IN 1972, THE blaxploitation movie ''Superfly'' glorified a slick-haired drug dealer who claimed to want to get out of the trade but held on for one last score, imprisoned by the mantra, ''It's a rotten game, but it's the only one The Man left us to play - and that's the stone cold truth.''
For the week of Sept. 27, 1972, ''Superfly'' was the top film in America. Black folks got fantasies of wealth and wiping out Whitey for a day, but they also got stereotypes of pushers and pimps that haunt us to this day as sure as you can say ''racial profiling.''
One would think black folks would be tired of this rotten game. We are not. Superfly is back. We still have Bill Clinton.
Having made himself undesirable white trash for office space in midtown Manhattan with his personal quirks and political pardons, the former president fled uptown. During his impeachment he found refuge in black churches, and now, having again rolled craps with white America, he selected 125th Street for his post-presidency office. Clinton said, ''Harlem is the perfect place for me to be. I'm close to the Apollo Theatre, I'm close to soul food. I feel like I'm home.''
Harlem responded in kind, with crowds chanting, ''We Want Bill!'' Individual women screamed ''I love you!'' Sylvia Woods of Sylvia's soul-food restaurant told reporters, Clinton's arrival ''has just as much impact as the first time the astronauts took off.'' Percy Sutton, the former Manhattan borough president and Harlem business giant, said Clinton's presence would so increase investment and real estate values in Harlem that ''it would be the height of my dreams.''
To see how delusional this all gets, it helps to remember that Sutton and Sylvia's also hosted a Harlem welcome-home rally in 1995 for convicted rapist Mike Tyson, who had just gotten out of prison. Six years ago, Harlem was praising an ex-con. Today, Harlem welcomes with open arms a man who feigns being our brother, yet has sent more brothers to prison than any president in the history of the United States.

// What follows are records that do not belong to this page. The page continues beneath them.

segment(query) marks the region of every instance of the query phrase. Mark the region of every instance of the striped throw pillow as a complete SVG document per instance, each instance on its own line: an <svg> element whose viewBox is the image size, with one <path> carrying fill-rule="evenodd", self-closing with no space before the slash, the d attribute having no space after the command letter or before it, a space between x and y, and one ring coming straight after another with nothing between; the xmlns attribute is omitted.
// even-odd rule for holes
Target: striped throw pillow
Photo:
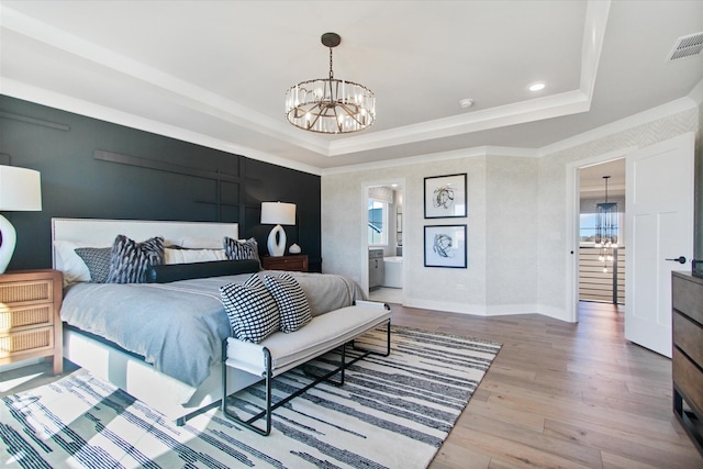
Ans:
<svg viewBox="0 0 703 469"><path fill-rule="evenodd" d="M258 275L254 273L243 284L220 287L220 294L232 334L239 340L258 344L279 330L280 315L276 300Z"/></svg>
<svg viewBox="0 0 703 469"><path fill-rule="evenodd" d="M111 247L77 247L74 250L88 266L91 282L104 283L108 280Z"/></svg>
<svg viewBox="0 0 703 469"><path fill-rule="evenodd" d="M253 237L245 242L224 237L224 254L230 260L259 260L259 246Z"/></svg>
<svg viewBox="0 0 703 469"><path fill-rule="evenodd" d="M308 297L290 273L282 272L278 277L265 276L264 282L278 305L282 332L295 332L312 321Z"/></svg>
<svg viewBox="0 0 703 469"><path fill-rule="evenodd" d="M118 235L110 253L110 273L105 283L143 283L146 270L164 263L164 238L156 236L137 243Z"/></svg>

Next week, the Justice Policy Institute will release a study that shows that, despite all the legendary cruelty of President Reagan, far more people went to state and federal jails under Clinton than Reagan. In Reagan's eight years, 478,800 prisoners were added to America's jails. In Clinton's eight years, America's prison population increased by 673,000.
Under Clinton, the prison population shot up from 1.4 million to more than 2 million. Fearing being seen as soft on crime, Clinton did nothing to stop the racism of the so-called drug war. Clinton never fought seriously to eliminate the massive disparities in sentencing between crack and powder cocaine even though there was no medical evidence to support such disparities.
Clinton did nothing to stop local police departments from singling out nonviolent black nonusers of drugs, who are easier to snatch off street corners than off half-acre suburban lots. Even though African-Americans consume 13 percent of illegal drugs, roughly our share of the population, we made 74 percent of drug offenders sentenced sent to prison.
Under Clinton, the overall rate of African-Americans going to prison continued to soar. In the Reagan-Bush years, the rate grew from 1,156 prisoners per 100,000 black men to about 2,800 per 100,000. In the Clinton years, the rate grew to 3,620 prisoners per every 100,000 black men.
By the time the Clinton years were done, he had become such a sous chef in helping the Republicans cook the black goose, 14 percent of African-American men had lost the right to vote because of felony convictions. You could even argue that by going along with the recipes that Reagan and Bush set down, Clinton helped cooked his own vice president to a crisp.
In Florida, where Al Gore lost by 537 votes, 31 percent of African-American men, 200,000 of them, cannot vote because of felony convictions. For the Florida Republican Party, that was not enough. They hired a firm to purge the rolls even more, wrongly slashing thousands of people who were guilty only of misdemeanors.
Had Clinton, somewhere in his presidency, called for a halt to the mass imprisoning of black people, Gore might be president. Instead, Clinton convinced black people he was The Man, the only game in town, a man to be loved no matter how rotten and stone cold he was to the ghetto's black men. By the cheers he received in Harlem, Superfly is still making the big score. Profiting from black votes while punishing black men, Clinton now claims to be coming ''home.'' He preens, expecting to be permanently pampered, instead of being called what he always was on criminal justice: a pimp.